How To Compare Different Types Of Loans
August 6, 2021
If you’re considering securing a loan, you should always make sure you are getting the best deal possible from whichever lender you finally choose. Obviously, there are no free rides when it comes to borrowing money, but the lower the overall cost of a loan, the quicker it will be to get out of debt. That said, finding the right loan isn’t always as simple as it seems because there’s a lot to think about when deciding which lender to borrow from. To help insure you choose the right loan for your particular needs, follow the below tips when comparing loan offers.
Get Several Quotes
All kinds of lenders offer loans including online-only lenders, banks, and credit unions. There can be major differences from one lender to another when it comes to interest rates, repayment guidelines, fees, and how long it takes to close a loan, so it’s important to get multiple quotes when shopping around for a loan. You should try to get quotes from at least three lenders, but preferably more if you have the time, so you don’t miss out on a better loan offer. It’s important to compare different kinds of lenders too. Online banks, for example, often have lower rates and qualifying requirements than traditional banks because they require less overhead to run their business.
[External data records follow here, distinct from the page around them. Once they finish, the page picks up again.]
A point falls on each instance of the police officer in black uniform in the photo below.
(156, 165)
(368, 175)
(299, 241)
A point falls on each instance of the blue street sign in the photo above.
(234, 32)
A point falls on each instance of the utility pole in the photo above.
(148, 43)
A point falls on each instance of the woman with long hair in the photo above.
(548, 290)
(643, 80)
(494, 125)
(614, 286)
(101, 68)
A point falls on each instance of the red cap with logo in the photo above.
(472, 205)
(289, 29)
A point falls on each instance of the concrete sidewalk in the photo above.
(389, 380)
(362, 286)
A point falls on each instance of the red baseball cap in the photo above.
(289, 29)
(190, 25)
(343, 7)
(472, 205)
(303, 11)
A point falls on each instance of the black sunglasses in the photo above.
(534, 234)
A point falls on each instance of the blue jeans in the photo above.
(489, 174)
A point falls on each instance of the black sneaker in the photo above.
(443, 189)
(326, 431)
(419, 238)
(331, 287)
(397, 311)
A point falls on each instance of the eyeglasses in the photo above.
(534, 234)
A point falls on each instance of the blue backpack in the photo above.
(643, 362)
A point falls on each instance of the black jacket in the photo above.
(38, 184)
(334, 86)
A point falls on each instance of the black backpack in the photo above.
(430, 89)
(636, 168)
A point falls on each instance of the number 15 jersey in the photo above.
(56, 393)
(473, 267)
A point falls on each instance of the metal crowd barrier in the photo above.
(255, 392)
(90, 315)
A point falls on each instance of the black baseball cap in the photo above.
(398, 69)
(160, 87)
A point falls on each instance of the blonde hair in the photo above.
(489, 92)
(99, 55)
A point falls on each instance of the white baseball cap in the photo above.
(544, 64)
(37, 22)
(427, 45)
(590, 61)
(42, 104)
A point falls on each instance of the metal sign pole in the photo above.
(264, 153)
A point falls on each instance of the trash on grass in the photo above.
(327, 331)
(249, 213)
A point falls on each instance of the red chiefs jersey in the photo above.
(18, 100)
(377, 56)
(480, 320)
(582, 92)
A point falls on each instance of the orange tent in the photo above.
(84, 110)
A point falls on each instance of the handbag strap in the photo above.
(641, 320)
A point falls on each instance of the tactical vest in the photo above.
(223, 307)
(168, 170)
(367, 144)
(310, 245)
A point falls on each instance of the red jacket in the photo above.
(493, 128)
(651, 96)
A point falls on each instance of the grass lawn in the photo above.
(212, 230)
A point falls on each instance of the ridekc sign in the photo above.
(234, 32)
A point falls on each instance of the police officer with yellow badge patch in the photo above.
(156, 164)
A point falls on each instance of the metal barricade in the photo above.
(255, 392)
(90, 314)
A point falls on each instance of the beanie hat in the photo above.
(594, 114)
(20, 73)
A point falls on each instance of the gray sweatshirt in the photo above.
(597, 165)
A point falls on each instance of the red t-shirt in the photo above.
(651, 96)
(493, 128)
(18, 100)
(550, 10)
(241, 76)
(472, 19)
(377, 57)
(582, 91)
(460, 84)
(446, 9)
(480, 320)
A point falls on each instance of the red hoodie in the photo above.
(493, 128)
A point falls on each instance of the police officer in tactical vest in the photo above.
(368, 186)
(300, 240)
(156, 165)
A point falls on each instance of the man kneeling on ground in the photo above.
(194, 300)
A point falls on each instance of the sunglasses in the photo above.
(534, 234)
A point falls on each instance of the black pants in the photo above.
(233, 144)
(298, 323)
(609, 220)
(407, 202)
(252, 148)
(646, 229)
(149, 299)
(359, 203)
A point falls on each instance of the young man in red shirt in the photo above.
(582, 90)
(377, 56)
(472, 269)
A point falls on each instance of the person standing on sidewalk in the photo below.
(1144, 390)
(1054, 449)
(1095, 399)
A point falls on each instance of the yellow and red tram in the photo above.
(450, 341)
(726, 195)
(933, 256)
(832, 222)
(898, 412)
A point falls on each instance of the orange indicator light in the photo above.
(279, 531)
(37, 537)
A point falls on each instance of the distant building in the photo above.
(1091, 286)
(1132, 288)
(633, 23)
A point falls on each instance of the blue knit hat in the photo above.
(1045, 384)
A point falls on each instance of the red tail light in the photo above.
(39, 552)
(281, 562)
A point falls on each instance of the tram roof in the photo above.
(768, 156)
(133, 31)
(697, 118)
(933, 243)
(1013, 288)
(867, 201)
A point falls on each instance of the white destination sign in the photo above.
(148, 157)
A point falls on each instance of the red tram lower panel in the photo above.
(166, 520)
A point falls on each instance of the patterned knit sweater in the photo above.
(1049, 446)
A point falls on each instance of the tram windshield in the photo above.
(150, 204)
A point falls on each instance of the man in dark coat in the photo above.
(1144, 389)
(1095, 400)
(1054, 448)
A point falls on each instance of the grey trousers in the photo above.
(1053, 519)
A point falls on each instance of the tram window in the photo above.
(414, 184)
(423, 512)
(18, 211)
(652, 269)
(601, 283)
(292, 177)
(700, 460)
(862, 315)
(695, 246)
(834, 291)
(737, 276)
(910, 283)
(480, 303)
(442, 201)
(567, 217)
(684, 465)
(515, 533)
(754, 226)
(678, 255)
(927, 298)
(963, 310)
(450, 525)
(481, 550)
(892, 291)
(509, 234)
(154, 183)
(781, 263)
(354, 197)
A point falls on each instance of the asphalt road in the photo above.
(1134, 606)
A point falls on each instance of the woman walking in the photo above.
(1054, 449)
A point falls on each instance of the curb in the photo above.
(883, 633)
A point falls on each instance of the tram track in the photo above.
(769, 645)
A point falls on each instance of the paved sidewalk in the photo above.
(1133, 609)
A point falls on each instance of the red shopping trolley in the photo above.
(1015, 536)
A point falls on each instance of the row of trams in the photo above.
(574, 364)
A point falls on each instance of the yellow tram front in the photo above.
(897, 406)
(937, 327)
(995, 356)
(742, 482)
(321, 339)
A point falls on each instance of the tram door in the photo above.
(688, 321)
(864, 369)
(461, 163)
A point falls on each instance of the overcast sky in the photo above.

Avoid Hard Credit Inquiries
When you are shopping around for financing, some institutions will cause a hard credit inquiry to be placed on your credit report. Too many of these hard inquiries can hurt your credit score and can stay on your credit report for up to three years. Luckily, many lenders will pre-approve you for a loan and disclose their rates and terms before placing a hard inquiry onto your record. In these instances, the companies will ask you to provide your Social Security number and some other basic information, and then perform a soft inquiry to find out what interest rate you’ll qualify for. You can then decide if you want to move forward with that lender and have them place a hard inquiry on your report. Lenders that make it easy to comparison shop with soft inquiries allow you to protect your credit score while finding the best deals available on financing.
Compare Apples To Apples
When comparing loan rates from multiple lenders, it is important to make sure the type of terms are similar, not just the scheduled payments. If, for example, one lender offers lower monthly payments but a longer repayment schedule, you may end up owing more in total for the loan than you would for a loan with higher monthly payments due to the added interest you’ll end up paying. Always consider whether both lenders are offering fixed-rate loans. Variable loan rates generally have a lower starting interest rate versus fixed-rate loans. These loans may seem like a sweeter deal because of the lower rate being offered, however, you’ll be increasing your risk with a variable-rate loan because the interest rate could rise during repayment. When rates increase, total loan costs go up in addition to the monthly payments. That said, sometimes a variable-rate loan can make more sense, especially if you plan to pay the loan off early and can afford higher payments for a short period of time. Always make sure you compare loans with the same type of interest rate structure so you can get the best deal regardless of which type of loan you end up taking out.
Compare Total Costs
You always want to keep borrowing costs as low as possible, so it is common sense to go with whichever loan offers the lowest total overall costs including interest rates and fees. When comparing rates, it’s critical to compare the APR not just the interest rate. The APR includes any added fees to show you what the total rate is that you will pay per year for borrowing money. A lender should be able to tell you the total interest you’ll pay over the life of the loan, which is affected by your payment timeline and how often interest compounds. Clearly understanding the total interest you’ll pay can help you pick the loan that will cost you the least in the end. This way is a better bet than focusing just on monthly payments or annual interest rate, which can show a misleading picture if one loan has a longer loan repayment term or has more fees versus another.
Read The Fine Print
Always read the fine print for any loan you consider to find out all of the hidden details that could result in added costs. For example, some lenders charge prepayment penalties meaning that if you decide to pay your loan off early, you could end up paying more for the loan than you might for a comparable loan without a prepayment fee. Some variable-rate lenders may adjust rates more frequently than others, which increases the likelihood of rates rising during the repayment term. You need a complete understanding of the loans fine print terms to understand all of the risks and potential charges you could incur in order to make a fully informed choice about which lender is actually best for your situation.
Taking the time to compare loan offers is important, as some lenders offer significantly better deals than others. You don’t want to pay more to borrow than you need to, so make sure you follow the tips above when you shop around for your next loan.